Other gaps and weaknesses of standardization include:
- Consistency in the ratio of registered dietitians to patients. RDs are dedicated to nutrition care and can help prevent growth failure.
- Variation in nutrient content of human milk. Milk analysis is needed so that fortification can be evaluated and accurately calculated for each infant.
- Lack of weekly team rounds, either at the bedside to include parents or electronically when bedside is not possible.
- Lack of daily weight protocols to adjust infant feeding appropriately.

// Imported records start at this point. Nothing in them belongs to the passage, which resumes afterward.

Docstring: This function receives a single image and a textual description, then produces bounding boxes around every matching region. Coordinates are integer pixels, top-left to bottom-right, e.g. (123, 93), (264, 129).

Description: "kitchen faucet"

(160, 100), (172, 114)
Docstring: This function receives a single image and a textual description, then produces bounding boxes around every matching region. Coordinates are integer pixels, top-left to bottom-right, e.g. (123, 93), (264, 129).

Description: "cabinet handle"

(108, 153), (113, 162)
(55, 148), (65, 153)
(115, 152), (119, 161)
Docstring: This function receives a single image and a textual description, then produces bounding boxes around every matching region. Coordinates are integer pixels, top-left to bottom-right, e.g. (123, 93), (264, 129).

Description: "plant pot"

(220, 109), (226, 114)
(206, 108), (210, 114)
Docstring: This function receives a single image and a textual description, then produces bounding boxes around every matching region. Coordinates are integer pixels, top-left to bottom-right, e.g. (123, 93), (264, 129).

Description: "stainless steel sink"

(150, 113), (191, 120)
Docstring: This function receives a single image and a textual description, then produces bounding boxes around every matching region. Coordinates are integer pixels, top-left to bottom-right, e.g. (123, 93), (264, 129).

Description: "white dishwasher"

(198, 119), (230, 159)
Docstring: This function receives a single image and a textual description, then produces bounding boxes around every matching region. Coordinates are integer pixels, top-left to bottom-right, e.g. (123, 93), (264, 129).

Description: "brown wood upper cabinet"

- More skin-to-skin care regimens are needed to spark infant nursing inclination and psychological benefits, involving parents at every opportunity possible to support nursing
A Standardization Solution
Advances in technology and nutrition analytics have created an opportune time to implement standardization. For example, NICUtrition®, Astarte Medical’s nutrition software platform, can track patient progress both retrospectively and in real-time while smoothly integrating with electronic medical records. NICUtrition® allows health care teams to see patterns over time, helping to identify the best standardization practices for any NICU.
The NICUtrition® platform has the ability to organize, track, and clearly display data both for individual patients and for the unit as a whole. The software can track milestones like enteral feeding introduction and current and past feeding practices. It can also measure outcomes in real-time to aid with quality improvement initiatives. The software can assist in staff communications as well and allow for seamless shift changes by highlighting infant feeding updates.
NICUtrition® also supports a collaborative whole team approach with features that help perform compliance audits. These features can identify where team members can improve efficiency. Not only will data lead to better patient outcomes, but it could also allow practitioners to spend more time with patients and parents. Human connection is critical during each infant’s stay.
Dr. Kim’s biography on the Cincinnati Children’s Hospital Medical Center website reminds us not to forget the human factor when we integrate useful technology into advancement. “The future of newborn care is going to be very data and technology-rich,” he says, “and our challenge is to preserve the human connection with this modern care model.”